Et que penser des villes de Winnipeg, Chicoutimi et Collingwood qui se comparent respectivement au Chicago du Canada, au Chicago du nord et au Chicago miniature. La tendance est donc à la comparaison et Lévis n’y fait pas exception. Même Saint-Marc-des-Carrières se dit la Venise du Canada sur glace nous révèle Serge Lambert et Yvon Bellemare dans un ouvrage sur la Mauricie.

Phénomène unique pour les villes du nord de la frontière que de se comparer aux voisins du sud? Une chose est sûre, le cas de Lévis n’est pas unique et un article du journal montréalais Le Canada du 2 décembre 1908 qualifie Boston d’Athènes américaine.

Un nouveau collaborateur au Journal

Au cours des derniers mois, vous avez pu lire des chroniques historiques de Claude Genest (sur la deuxième photo - CRÉDIT : COURTOISIE) portant sur la pandémie de grippe espagnole de 1918 à Lévis. Vu le grand intérêt que vous avez manifesté pour ces retours dans le passé de notre ville, Le Journal de Lévis est fier de vous annoncer que M. Genest se joint dès le mois de juillet à votre hebdomadaire à titre de chroniqueur.

 Chaque mois, Claude Genest nous partagera ses nombreuses connaissances sur l’histoire lévisienne en nous rappelant des éléments méconnus de l’histoire de la ville.

 Diplômé en histoire de l’Université Laval en 1990, Claude Genest a notamment été assistant de recherche et historien du Mouvement Desjardins de 1993 à 2014 ainsi que présidents du conseil d’administration de la Société d’histoire de Lévis, de 2009 à 2012, et de la Corporation de développement du Vieux-Lévis, de 2016 à 2020. 

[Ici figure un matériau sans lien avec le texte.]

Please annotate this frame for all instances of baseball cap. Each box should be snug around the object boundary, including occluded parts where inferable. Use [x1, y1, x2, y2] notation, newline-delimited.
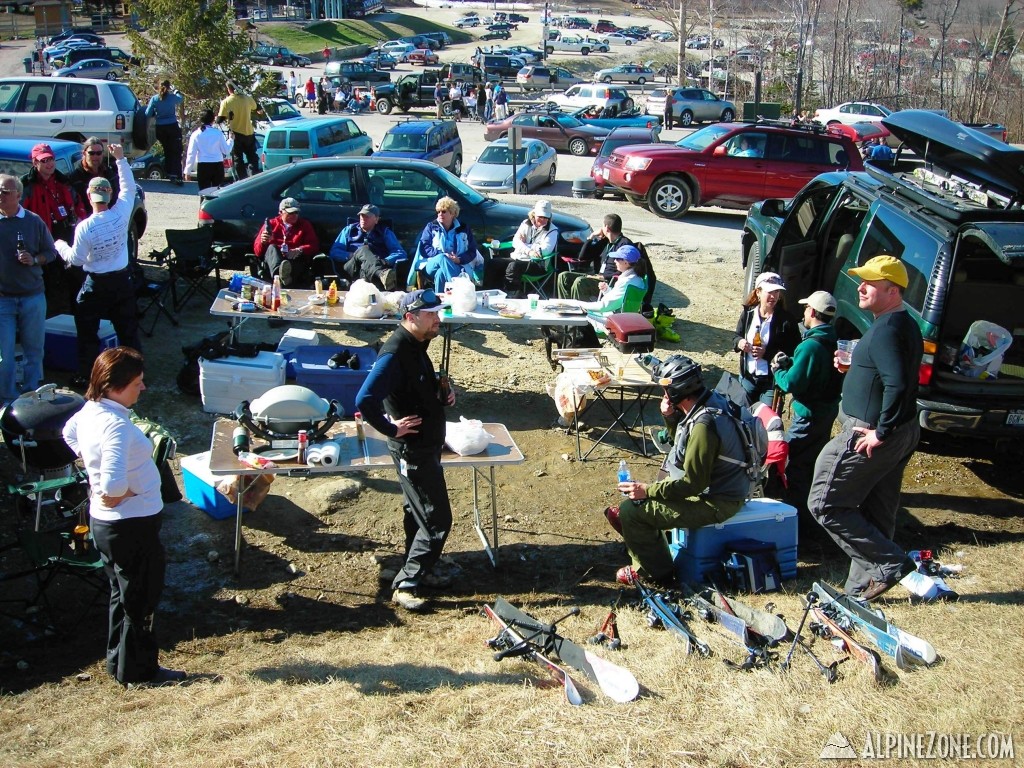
[89, 176, 114, 203]
[32, 144, 54, 163]
[608, 246, 640, 264]
[848, 255, 910, 288]
[754, 272, 785, 291]
[398, 289, 442, 314]
[799, 291, 836, 314]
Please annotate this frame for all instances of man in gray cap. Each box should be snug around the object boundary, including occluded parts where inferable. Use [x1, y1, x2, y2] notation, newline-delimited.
[771, 291, 843, 522]
[355, 291, 455, 611]
[329, 203, 409, 291]
[253, 198, 319, 288]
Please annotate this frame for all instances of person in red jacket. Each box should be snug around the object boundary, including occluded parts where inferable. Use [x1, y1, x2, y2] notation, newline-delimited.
[253, 198, 319, 287]
[22, 143, 91, 314]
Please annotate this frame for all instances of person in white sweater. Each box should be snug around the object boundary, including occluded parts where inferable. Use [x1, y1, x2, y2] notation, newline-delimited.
[185, 110, 234, 190]
[62, 347, 187, 686]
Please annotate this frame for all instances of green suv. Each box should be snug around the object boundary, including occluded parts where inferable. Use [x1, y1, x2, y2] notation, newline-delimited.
[742, 111, 1024, 439]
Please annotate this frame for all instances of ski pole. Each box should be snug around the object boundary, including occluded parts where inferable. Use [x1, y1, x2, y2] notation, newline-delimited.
[782, 592, 818, 670]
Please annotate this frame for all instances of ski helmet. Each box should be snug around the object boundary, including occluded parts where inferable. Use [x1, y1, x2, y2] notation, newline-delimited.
[655, 354, 705, 406]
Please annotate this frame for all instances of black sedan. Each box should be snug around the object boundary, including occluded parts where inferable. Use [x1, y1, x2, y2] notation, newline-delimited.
[199, 158, 591, 256]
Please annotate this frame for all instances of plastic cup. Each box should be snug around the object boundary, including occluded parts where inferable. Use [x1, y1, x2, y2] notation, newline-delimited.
[836, 339, 859, 373]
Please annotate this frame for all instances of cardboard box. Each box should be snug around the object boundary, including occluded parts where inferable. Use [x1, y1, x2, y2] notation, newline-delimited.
[181, 451, 236, 520]
[43, 314, 118, 371]
[295, 346, 377, 417]
[199, 354, 286, 414]
[668, 499, 797, 584]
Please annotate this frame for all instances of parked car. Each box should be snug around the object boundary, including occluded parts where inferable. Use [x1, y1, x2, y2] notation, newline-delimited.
[324, 61, 391, 83]
[50, 58, 125, 80]
[260, 118, 374, 169]
[590, 127, 662, 200]
[548, 83, 634, 112]
[479, 30, 512, 40]
[814, 101, 892, 125]
[199, 158, 592, 257]
[462, 138, 557, 195]
[647, 87, 736, 126]
[483, 112, 610, 157]
[515, 65, 584, 91]
[0, 138, 147, 259]
[0, 75, 156, 158]
[406, 48, 441, 67]
[371, 120, 463, 176]
[377, 40, 416, 61]
[742, 110, 1024, 442]
[594, 65, 654, 85]
[359, 50, 398, 70]
[602, 123, 863, 218]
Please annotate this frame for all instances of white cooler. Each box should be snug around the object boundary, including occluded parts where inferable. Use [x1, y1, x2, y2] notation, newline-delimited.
[199, 352, 285, 414]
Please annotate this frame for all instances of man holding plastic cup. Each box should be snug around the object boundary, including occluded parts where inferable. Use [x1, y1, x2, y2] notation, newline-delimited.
[807, 255, 923, 600]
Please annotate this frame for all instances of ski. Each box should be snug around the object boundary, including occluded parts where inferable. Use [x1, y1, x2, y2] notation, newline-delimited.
[811, 605, 885, 683]
[483, 605, 583, 707]
[633, 579, 711, 657]
[813, 582, 939, 670]
[495, 597, 640, 703]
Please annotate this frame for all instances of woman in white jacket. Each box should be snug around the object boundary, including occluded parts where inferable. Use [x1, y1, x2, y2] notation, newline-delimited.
[185, 110, 234, 189]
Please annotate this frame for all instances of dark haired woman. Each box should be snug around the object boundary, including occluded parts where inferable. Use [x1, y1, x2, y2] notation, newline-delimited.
[63, 348, 187, 685]
[145, 80, 184, 186]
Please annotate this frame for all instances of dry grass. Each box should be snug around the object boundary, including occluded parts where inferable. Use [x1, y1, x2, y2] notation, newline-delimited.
[0, 543, 1024, 768]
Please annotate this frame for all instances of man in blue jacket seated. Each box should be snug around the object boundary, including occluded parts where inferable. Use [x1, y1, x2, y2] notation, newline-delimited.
[330, 203, 409, 291]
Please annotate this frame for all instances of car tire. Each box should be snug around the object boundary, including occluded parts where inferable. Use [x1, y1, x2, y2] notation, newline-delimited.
[569, 136, 590, 158]
[743, 240, 761, 296]
[647, 176, 690, 219]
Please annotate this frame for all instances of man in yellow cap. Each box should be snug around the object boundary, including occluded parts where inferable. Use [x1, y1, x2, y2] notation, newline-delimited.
[807, 255, 923, 600]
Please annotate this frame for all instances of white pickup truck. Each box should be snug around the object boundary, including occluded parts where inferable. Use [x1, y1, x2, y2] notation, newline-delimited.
[544, 35, 609, 56]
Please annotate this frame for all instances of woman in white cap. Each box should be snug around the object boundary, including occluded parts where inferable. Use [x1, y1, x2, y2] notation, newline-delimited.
[495, 200, 558, 297]
[732, 272, 800, 404]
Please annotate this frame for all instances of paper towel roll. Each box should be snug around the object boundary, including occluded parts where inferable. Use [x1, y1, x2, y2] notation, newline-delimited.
[319, 440, 341, 467]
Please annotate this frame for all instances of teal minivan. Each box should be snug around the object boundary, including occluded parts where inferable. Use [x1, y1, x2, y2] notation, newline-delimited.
[260, 118, 374, 170]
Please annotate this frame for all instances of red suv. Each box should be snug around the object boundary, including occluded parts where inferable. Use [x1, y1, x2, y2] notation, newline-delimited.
[601, 121, 863, 219]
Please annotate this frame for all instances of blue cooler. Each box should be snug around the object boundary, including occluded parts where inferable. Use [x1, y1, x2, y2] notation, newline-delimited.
[667, 499, 797, 584]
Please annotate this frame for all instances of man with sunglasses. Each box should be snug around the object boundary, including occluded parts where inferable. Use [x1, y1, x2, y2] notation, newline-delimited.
[355, 291, 455, 611]
[0, 174, 57, 402]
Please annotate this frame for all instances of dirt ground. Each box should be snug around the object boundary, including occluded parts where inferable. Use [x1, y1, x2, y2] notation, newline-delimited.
[0, 28, 1024, 690]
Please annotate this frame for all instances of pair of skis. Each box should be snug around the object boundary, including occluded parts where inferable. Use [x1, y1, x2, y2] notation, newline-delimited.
[812, 582, 939, 670]
[483, 597, 640, 707]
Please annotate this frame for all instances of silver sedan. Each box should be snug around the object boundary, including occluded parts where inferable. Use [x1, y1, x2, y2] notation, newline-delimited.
[462, 138, 556, 195]
[52, 58, 125, 80]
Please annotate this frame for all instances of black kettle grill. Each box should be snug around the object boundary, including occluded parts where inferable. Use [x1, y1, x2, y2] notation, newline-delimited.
[0, 384, 85, 470]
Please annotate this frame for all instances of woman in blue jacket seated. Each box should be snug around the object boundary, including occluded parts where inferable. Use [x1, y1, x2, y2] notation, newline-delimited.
[410, 198, 477, 293]
[580, 245, 647, 332]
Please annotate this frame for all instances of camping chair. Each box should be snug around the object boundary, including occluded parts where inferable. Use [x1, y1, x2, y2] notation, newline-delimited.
[0, 530, 110, 634]
[151, 226, 230, 316]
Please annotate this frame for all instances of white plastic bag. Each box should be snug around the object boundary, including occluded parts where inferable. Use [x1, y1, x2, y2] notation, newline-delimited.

 M. Genest a aussi rédigé cinq livres historiques, soit Le Fort de la Martinière : défenseur de Québec, La Caisse populaire de Lévis 1900-2000. Là où tout a commencé (coauteur avec Guy Bélanger), L’inspection et la vérification dans le Mouvement des caisses Desjardins. Une tradition de rigueur et d’intégrité (coauteur avec Martine Côté), Histoire de la Caisse centrale ainsi qu’Une caisse, un siècle 1908-2008, 100 ans d’histoires. De plus, il a été collaborateur au journal Le Soleil de la Floride en 2014 et 2015 (Le rêve américain d’Alphonse Desjardins), pour quatre chroniques écrites en collaboration avec Pierre-Olivier Maheux.

Présentement, Claude Genest est responsable de 13 régions pour le programme Mes Finances, mes choix au Québec et en Ontario pour le Mouvement Desjardins.